This diagnosis of right ventricular myocardial infarction should be considered in patients with the clinical triad of hypotension, clear lung fields, and jugular venous distention. The diagnosis can be made using a right-sided electrocardiogram, on which ST-segment elevation in leads V3R and V4R is found.

Diagnostic Studies

    • In addition to evidence of an acute inferior or inferoposterior myocardial infarction, the ECG may demonstrate > or =1 mm of doming ST elevation in the right sided precordial leads V4R to V6R.
    • Right sided ST elevation, particularly in V4R, is indicative of acute right ventricular injury [1] [2] [3] and correlates closely with occlusion of the proximal right coronary artery.

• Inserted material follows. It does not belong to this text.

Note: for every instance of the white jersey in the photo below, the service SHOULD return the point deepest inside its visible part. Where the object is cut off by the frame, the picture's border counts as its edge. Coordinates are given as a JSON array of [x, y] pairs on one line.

    • In one report of patients with acute inferior infarction, for example, ST elevation in V4R had 88 percent sensitivity and 78 percent specificity for concurrent right ventricular infarction [4]

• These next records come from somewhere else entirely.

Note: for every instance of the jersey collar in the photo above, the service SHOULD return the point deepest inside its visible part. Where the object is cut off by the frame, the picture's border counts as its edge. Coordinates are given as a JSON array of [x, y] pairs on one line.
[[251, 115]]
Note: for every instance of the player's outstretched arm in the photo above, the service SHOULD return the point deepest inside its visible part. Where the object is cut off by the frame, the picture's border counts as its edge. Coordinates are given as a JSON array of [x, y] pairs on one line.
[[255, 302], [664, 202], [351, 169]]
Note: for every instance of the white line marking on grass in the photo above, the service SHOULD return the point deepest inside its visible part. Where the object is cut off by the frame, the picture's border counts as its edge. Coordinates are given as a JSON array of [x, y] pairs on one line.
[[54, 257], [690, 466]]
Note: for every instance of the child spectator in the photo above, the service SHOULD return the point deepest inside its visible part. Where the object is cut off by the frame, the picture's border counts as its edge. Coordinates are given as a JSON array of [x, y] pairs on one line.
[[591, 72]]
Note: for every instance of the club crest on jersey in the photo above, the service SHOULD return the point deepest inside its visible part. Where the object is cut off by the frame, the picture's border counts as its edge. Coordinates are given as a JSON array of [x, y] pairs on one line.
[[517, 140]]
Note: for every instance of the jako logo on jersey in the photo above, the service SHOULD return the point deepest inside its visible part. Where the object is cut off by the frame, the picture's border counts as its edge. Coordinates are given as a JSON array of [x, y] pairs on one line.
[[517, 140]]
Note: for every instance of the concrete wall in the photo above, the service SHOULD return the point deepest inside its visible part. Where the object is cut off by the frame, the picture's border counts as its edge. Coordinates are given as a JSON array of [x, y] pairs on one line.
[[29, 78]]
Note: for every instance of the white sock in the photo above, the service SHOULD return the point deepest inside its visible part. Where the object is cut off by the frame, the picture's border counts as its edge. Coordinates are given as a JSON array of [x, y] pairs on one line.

  • The right atrial pressure exceeds 10 mmHg and the ratio of right atrial pressure to pulmonary capillary wedge pressure exceeds 0.8 (normal mean value less than 0.6)[7] [8] [9] [10] [11].

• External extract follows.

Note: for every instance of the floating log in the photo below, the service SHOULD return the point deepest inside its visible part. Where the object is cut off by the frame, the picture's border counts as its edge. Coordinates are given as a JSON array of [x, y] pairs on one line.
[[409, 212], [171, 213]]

  • However, these findings may not be present in patients with only minimal right ventricular dysfunction or in those with intravascular volume depletion. In the latter setting, a volume challenge may unmask the signs of right ventricular infarction [12]

References

  1. Isner, JM. Right ventricular myocardial infarction. JAMA 1988; 259:712. PMID 3275819
  2. Kinch, JW, Ryan, TJ. Right ventricular infarction. N Engl J Med 1994; 330:1211. PMID 8139631
  3. Zehender, M, Kasper, W, Kauder, E, et al. Right ventricular infarction as an independent predictor of prognosis after acute inferior myocardial infarction. N Engl J Med 1993; 328:981. PMID 8450875
  4. Zehender, M, Kasper, W, Kauder, E, et al. Right ventricular infarction as an independent predictor of prognosis after acute inferior myocardial infarction. N Engl J Med 1993; 328:981. PMID 8450875.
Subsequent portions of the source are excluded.